Business failures in France increased by 35% over one year in the second quarter, boosting the number of jobs at risk, according to a study published Tuesday by the specialized firm Altares. A total of 13,266 liquidation, reorganization and safeguard proceedings were opened before the commercial courts from April 1 to June 30.

This level now clearly exceeds that of before the health crisis: during the same period of 2019, there were 12,347 failures and 12,925 in 2017. The number of jobs threatened by these failures jumped by 82.3% to 55,700 in the second quarter of 2023, well above the ten-year average of 42,609 jobs at risk per quarter. Altares specifies in a press release that the threshold of 55,000 jobs threatened “had not been approached since the second quarter of 2014”.
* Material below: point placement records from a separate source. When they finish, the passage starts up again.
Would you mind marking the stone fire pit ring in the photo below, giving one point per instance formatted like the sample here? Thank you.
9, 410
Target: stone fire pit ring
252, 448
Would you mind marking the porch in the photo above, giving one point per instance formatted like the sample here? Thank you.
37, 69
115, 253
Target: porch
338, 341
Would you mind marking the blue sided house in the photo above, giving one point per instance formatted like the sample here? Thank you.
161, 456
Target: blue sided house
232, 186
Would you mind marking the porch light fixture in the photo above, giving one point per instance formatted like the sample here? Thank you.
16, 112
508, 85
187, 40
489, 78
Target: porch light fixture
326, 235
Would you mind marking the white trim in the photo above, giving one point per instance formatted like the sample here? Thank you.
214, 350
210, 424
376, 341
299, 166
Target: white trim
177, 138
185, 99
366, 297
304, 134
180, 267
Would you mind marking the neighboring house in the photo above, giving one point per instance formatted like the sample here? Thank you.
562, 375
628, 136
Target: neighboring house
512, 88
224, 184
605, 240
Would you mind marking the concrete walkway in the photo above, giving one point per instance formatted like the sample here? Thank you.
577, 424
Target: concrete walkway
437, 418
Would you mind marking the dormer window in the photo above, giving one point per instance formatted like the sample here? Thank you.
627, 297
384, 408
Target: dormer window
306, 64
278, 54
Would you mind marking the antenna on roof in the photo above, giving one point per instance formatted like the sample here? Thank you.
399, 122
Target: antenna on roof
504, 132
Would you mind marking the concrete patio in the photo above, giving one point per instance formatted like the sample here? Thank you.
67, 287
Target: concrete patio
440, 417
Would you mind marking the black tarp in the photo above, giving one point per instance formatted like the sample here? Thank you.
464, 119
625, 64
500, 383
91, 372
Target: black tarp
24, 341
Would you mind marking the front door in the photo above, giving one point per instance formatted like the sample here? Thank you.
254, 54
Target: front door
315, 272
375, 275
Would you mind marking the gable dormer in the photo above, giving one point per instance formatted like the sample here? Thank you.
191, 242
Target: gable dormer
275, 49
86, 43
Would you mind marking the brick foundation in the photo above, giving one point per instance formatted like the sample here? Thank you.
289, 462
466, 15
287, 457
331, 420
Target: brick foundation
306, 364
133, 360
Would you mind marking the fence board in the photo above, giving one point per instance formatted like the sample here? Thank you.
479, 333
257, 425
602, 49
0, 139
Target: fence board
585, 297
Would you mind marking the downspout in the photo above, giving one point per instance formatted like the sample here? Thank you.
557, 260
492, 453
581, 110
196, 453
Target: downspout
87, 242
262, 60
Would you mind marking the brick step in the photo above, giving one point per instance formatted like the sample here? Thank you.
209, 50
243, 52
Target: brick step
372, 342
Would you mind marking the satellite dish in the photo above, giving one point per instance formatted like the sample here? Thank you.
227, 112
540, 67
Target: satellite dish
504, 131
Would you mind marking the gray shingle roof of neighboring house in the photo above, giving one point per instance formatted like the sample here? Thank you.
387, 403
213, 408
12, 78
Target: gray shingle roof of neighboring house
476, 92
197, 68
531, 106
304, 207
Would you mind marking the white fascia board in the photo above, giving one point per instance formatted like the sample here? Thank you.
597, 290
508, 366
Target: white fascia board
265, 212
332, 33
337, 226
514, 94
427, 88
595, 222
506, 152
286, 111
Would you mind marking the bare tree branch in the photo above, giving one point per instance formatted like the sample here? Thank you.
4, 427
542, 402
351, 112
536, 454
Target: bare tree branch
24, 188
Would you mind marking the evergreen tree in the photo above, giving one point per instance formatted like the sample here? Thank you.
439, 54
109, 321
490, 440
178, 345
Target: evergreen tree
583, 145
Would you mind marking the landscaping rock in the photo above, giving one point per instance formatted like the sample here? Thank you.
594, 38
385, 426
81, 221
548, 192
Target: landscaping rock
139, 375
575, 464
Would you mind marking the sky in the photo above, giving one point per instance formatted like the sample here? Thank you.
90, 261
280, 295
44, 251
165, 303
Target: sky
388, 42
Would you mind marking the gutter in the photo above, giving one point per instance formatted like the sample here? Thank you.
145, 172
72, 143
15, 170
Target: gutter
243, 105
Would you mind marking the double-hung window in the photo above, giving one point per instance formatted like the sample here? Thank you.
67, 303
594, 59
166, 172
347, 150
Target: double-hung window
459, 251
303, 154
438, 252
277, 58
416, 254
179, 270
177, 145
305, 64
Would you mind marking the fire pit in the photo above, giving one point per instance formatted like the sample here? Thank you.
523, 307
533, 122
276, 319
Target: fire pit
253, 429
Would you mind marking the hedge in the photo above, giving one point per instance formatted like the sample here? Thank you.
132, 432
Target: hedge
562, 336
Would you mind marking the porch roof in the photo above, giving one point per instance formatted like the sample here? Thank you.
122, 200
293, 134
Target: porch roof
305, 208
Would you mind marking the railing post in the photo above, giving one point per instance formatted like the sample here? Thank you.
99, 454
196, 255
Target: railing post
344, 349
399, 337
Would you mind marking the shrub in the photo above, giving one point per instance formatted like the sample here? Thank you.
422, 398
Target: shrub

“If the building is still below the pre-Covid thresholds, other activities are conversely very hard impacted, in particular those in direct contact with consumers (clothing, care, hairdressing, etc.)”, details office. “More than nine procedures out of ten concern VSEs (very small companies with less than 10 employees), three quarters of which are immediately liquidated”, observes the director of studies of Altares Thierry Millon, quoted by the press release.

He adds that more than 1,100 SMEs and ETIs have also defaulted, up 55% over one year. Young companies that are less than three years old, on the other hand, resist better with 1,657 companies in default, “far below the 2,000 procedures opened during the second quarter of 2019”, before the Covid-19 crisis. In general, business failures had fallen sharply during the health crisis due to the business aid put in place by the government.

They subsequently experienced a catch-up movement which has not yet been completed, according to the latest statistics from the Banque de France, but the latter takes into account micro-enterprises (auto-entrepreneurs) that Altares excludes from the scope of his investigation. A positive sign, the upward trend in failures could stop during the second half of the year, while the month of June “gives us a more encouraging signal, despite the default of major players”, believes Thierry Millon. “After 28,500 failures in mid-year, the second half could then have around 26,000 failures,” he ventures to predict.